Pemerintah Punya Ruang Intervensi Lebih Besar ke BI, Pasar Mulai Waspada



KONTAN.CO.ID - JAKARTA. Independensi Bank Indonesia (BI) kembali menjadi perhatian pelaku pasar di tengah proses pergantian gubernur bank sentral.

Namun, sorotan utama bukan lagi soal siapa pengganti Perry Warjiyo, melainkan besarnya ruang intervensi pemerintah terhadap BI setelah berlakunya Undang-Undang Nomor 4 Tahun 2026 tentang Pengembangan dan Penguatan Sektor Keuangan (P2SK).

Sejumlah ekonom menilai perubahan tata kelola yang diatur dalam UU P2SK memunculkan kekhawatiran bahwa pemerintah akan memiliki pengaruh yang lebih besar terhadap kebijakan bank sentral. 


Baca Juga: Ekonom CORE: Pasar Tangkap Sinyal Pemerintah Ingin Kontrol BI Lebih Besar

Kondisi tersebut dinilai berpotensi mengikis independensi BI yang selama ini menjadi fondasi kredibilitas kebijakan moneter.

Ekonom Center of Reform on Economics (CORE) Indonesia, Dipo Satria Ramli, mengatakan kekhawatiran pasar bukan terletak pada pergantian gubernur BI, melainkan kemungkinan berubahnya aturan main yang mengatur hubungan BI dengan pemerintah.

"Yang dikhawatirkan bukan siapa gubernur BI, tetapi perubahan rule of the game yang membuka ruang intervensi pemerintah," ujar Dipo dalam CORE Midyear Economic Review 2026, Rabu (29/7/2026).

Menurut Dipo, perubahan relasi BI dengan pemerintah dan DPR memunculkan risiko terjadinya fiscal dominance, yakni kondisi ketika kepentingan fiskal lebih dominan dibandingkan kebijakan moneter. 

Persepsi bahwa pemerintah ingin memiliki kontrol yang lebih besar terhadap BI juga dinilai menjadi salah satu faktor yang terus diperhitungkan investor dalam menilai kredibilitas kebijakan moneter Indonesia.

Baca Juga: TUGU Punya Ruang Tumbuh Lebih Besar

Selain itu, Dipo menilai masih terdapat ketidakjelasan dalam UU P2SK mengenai prioritas BI ketika mandat menjaga stabilitas harga berbenturan dengan target mendorong pertumbuhan ekonomi.

Ketidakpastian tersebut dinilai dapat mempersempit ruang independensi bank sentral dalam mengambil keputusan.

Pandangan serupa disampaikan Ekonom CORE Indonesia Yusuf Rendy Manilet.

Ia menilai aturan turunan UU P2SK harus memberikan batasan yang jelas mengenai hubungan BI dengan pemerintah agar bank sentral tetap memiliki kewenangan menolak kebijakan yang berpotensi mengganggu sasaran inflasi maupun stabilitas nilai tukar rupiah.

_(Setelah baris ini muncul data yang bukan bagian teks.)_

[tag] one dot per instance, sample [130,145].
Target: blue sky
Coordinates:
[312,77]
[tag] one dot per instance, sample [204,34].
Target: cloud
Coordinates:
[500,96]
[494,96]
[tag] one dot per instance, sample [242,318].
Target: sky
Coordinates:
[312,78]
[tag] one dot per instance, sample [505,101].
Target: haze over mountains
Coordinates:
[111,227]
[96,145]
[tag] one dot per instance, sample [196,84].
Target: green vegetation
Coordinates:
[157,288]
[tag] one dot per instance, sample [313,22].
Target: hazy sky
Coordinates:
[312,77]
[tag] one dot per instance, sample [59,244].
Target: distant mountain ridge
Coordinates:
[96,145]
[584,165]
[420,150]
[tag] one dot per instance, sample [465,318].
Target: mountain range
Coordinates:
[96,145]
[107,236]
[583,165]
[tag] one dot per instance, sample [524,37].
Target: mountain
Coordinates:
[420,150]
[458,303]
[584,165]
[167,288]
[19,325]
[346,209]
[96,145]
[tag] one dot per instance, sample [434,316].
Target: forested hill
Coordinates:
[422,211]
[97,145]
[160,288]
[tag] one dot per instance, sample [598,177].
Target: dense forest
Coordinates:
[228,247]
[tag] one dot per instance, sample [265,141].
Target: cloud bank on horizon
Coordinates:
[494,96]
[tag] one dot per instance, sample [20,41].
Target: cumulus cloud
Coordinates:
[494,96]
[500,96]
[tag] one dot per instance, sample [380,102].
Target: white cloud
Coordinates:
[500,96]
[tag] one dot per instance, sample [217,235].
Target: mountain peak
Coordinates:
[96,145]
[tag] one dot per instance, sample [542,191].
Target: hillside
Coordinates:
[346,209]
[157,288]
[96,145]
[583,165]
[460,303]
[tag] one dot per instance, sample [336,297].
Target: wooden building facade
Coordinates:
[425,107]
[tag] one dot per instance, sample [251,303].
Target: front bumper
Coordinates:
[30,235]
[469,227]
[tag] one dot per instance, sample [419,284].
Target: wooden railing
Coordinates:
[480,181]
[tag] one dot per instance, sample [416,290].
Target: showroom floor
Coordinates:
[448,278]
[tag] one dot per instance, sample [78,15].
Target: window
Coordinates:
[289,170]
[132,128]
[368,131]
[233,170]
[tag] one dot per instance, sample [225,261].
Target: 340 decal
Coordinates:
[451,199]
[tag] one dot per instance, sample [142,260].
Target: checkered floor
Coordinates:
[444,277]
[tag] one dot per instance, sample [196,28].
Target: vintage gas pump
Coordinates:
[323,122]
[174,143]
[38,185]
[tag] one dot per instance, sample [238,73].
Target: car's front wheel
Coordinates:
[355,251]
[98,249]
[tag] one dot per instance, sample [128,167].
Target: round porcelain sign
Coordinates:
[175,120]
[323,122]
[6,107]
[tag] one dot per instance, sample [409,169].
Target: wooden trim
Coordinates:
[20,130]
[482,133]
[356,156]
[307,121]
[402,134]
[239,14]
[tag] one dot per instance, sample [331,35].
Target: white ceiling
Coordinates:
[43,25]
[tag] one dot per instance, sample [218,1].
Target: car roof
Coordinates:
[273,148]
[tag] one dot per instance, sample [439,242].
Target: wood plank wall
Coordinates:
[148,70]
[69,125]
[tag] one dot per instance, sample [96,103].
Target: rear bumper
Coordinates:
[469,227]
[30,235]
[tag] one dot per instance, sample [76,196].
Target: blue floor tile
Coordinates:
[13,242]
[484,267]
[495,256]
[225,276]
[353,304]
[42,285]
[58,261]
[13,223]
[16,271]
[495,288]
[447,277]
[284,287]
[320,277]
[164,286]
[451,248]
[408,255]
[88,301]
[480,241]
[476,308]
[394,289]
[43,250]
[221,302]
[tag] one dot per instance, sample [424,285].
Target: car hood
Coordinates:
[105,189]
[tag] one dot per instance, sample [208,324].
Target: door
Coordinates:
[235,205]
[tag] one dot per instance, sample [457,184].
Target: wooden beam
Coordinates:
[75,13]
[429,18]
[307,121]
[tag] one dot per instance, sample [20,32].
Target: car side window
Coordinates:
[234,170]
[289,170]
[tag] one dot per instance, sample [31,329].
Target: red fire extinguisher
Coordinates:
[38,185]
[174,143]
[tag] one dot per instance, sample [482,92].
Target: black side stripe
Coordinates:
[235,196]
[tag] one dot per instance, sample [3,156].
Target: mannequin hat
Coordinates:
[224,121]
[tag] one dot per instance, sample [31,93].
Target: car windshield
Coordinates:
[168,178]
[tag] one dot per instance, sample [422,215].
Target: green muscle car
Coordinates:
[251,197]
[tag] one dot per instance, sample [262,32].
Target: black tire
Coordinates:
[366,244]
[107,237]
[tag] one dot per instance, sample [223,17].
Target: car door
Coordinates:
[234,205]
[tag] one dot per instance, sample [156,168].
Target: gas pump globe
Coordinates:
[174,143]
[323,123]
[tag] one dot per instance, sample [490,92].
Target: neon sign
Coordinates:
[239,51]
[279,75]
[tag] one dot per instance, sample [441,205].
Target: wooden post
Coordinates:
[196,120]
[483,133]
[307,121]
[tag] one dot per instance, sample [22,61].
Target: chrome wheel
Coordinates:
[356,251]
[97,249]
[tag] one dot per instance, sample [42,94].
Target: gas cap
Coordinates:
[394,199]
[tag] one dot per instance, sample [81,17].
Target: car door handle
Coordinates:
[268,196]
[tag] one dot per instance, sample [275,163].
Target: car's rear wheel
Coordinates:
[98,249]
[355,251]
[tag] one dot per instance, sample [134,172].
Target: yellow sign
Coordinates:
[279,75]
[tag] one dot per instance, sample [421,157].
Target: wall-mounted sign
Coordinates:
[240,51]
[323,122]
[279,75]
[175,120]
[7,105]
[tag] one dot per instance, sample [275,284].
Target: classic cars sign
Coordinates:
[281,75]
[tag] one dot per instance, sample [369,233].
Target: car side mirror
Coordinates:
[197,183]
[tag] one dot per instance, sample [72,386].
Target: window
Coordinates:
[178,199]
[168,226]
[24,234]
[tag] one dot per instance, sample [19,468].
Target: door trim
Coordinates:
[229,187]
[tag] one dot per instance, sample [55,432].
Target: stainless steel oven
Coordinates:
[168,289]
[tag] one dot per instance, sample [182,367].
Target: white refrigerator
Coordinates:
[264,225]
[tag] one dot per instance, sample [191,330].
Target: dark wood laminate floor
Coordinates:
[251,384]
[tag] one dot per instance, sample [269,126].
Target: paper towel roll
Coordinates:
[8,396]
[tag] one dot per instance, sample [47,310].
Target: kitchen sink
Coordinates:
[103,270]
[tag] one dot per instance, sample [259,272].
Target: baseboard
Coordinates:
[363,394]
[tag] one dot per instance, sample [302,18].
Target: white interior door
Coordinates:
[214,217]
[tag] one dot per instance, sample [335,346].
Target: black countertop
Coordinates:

Menurut Yusuf, penyusunan aturan pelaksana akan menjadi pekerjaan rumah penting bagi gubernur BI berikutnya karena akan menentukan sejauh mana independensi bank sentral tetap terjaga di bawah kerangka regulasi yang baru.

Di sisi lain, Direktur Riset Bright Institute Muhammad Andri Perdana menilai persepsi melemahnya independensi BI dapat berdampak langsung terhadap kepercayaan pasar terhadap rupiah. 

Baca Juga: Pasar Menangkap Sinyal Pemerintah Ingin Memiliki Kendali Lebih Besar ke BI

Ia menilai kekhawatiran tersebut telah muncul sejak diterapkannya skema burden sharing antara pemerintah dan BI pada masa pandemi.

Menurut Andri, tekanan terhadap rupiah saat ini tidak hanya berasal dari faktor eksternal, tetapi juga dipengaruhi meningkatnya perpindahan dana masyarakat ke aset berdenominasi valuta asing. 

Jika pasar semakin meyakini BI berada di bawah kepentingan fiskal pemerintah, kepercayaan terhadap rupiah berpotensi terus melemah.

Ia menambahkan, kondisi tersebut dapat menggerus nilai tabungan masyarakat dalam rupiah sekaligus meningkatkan volatilitas pasar keuangan apabila independensi bank sentral dinilai semakin berkurang.